To measure the performance difference between two intercooler cores, APR conducted back-to-back testing, on the same day in order to control data as tightly as possible. The test vehicle was fitted to APR's dyno with the room's exhaust and coolant fans set to a controlled value. Six dyno tests were conducted while data logging various engine variables in real-time using APR's ECU Explorer software. Data not available from the vehicle's ECU, such as the pre-intercooler boost and temperature, were collected with extra sensors installed before the intercooler's inlet. 

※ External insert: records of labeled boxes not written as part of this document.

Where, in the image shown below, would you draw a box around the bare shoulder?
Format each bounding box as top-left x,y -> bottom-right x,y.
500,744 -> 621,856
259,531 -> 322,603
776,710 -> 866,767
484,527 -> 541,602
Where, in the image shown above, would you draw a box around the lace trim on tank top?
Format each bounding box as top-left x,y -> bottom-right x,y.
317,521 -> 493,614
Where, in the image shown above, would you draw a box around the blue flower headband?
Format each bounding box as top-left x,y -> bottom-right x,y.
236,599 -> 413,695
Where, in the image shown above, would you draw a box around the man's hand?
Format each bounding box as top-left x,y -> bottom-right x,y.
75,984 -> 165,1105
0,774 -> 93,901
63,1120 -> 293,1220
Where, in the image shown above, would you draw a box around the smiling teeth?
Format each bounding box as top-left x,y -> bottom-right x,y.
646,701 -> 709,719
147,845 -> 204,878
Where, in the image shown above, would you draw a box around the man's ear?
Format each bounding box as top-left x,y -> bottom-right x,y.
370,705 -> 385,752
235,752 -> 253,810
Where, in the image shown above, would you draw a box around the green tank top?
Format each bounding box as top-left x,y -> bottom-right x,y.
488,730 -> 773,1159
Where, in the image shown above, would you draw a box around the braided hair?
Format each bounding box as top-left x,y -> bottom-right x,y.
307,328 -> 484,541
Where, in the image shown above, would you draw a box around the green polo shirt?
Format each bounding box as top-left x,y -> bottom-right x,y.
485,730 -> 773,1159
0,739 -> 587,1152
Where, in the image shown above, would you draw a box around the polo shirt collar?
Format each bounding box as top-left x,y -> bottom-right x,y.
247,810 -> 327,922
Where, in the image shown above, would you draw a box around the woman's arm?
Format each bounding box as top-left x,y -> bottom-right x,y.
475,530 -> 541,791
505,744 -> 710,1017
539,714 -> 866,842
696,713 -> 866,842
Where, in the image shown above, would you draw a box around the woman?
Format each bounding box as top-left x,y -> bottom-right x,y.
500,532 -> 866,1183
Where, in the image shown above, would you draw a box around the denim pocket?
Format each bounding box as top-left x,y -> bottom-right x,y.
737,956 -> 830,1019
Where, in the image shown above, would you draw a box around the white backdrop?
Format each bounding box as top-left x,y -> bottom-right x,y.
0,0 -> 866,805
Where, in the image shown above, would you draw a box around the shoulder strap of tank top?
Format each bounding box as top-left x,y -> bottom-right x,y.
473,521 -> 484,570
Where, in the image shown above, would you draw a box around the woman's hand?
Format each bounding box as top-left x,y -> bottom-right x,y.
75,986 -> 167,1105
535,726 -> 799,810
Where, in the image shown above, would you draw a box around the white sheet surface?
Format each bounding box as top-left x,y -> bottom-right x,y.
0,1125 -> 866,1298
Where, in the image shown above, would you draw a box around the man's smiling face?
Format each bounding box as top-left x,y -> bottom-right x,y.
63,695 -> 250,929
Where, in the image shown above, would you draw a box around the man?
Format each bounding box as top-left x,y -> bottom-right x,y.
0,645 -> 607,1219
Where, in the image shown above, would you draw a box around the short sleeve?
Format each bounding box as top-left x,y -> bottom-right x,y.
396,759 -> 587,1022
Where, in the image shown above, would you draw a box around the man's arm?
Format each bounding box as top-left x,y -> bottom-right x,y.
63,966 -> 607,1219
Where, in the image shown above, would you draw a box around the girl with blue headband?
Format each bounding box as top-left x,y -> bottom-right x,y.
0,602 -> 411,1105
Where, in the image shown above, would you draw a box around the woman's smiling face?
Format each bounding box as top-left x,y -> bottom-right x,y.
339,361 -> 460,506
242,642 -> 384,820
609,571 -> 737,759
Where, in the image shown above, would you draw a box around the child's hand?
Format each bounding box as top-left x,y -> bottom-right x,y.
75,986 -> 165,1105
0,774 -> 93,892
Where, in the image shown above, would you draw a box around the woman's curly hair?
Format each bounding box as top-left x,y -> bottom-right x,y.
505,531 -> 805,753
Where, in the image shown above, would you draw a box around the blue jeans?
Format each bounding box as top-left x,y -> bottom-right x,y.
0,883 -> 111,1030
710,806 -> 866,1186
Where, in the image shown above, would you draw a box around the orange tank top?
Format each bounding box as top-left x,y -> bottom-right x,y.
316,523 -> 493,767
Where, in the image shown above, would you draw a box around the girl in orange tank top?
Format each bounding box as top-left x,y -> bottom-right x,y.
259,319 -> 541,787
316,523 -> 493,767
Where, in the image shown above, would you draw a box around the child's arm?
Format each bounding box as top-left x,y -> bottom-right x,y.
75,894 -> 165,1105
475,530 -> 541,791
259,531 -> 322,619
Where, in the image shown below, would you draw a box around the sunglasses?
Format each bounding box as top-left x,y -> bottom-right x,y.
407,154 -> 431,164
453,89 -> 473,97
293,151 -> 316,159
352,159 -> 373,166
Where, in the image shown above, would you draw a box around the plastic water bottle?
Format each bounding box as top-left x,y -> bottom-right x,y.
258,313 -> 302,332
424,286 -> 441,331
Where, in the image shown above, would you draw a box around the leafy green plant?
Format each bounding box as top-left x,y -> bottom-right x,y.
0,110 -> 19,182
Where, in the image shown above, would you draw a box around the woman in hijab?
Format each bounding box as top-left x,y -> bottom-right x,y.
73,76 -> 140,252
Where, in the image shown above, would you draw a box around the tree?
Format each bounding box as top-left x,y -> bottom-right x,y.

*Starting Conditions (APR Intercooler vs “Similar Looking” Intercooler):*



*Ambient Temp:* 84.9 °F vs 81.1 °F

*Ambient Baro:* 29.3 in-HG vs 29.3 in-HG

*Ambient Humidity:* 36% vs 35.3%

*IAT in the Intake Manifold:* 94.1 °F vs 86 °F

 

Starting conditions were nearly as identical as possible. However, the "Similar Looking" Intercooler core tests were conducted in more ideal conditions with an intake air temperature 8.1 degrees less. Ambient temperature was also 3.8 degrees cooler. 

*Testing Information:*



*Dyno Run Length:* 12 seconds

*Time Between Runs:* 5 seconds

*Number of Runs:* 6

*APR Testing Time:* 3:38:47 PM

*Competitor Testing Time:* 5:18:09 PM

 

The APR Intercooler was tested first. Upon completion of the tests, the vehicle was removed from the dyno and taken to the workshop. The APR Intercooler was removed and the competitor's intercooler was installed. Finally the car was reconnected to the dyno and testing continued. 

*Results:* 

The APR intercooler core preformed dramatically better than the cheaper alternative. 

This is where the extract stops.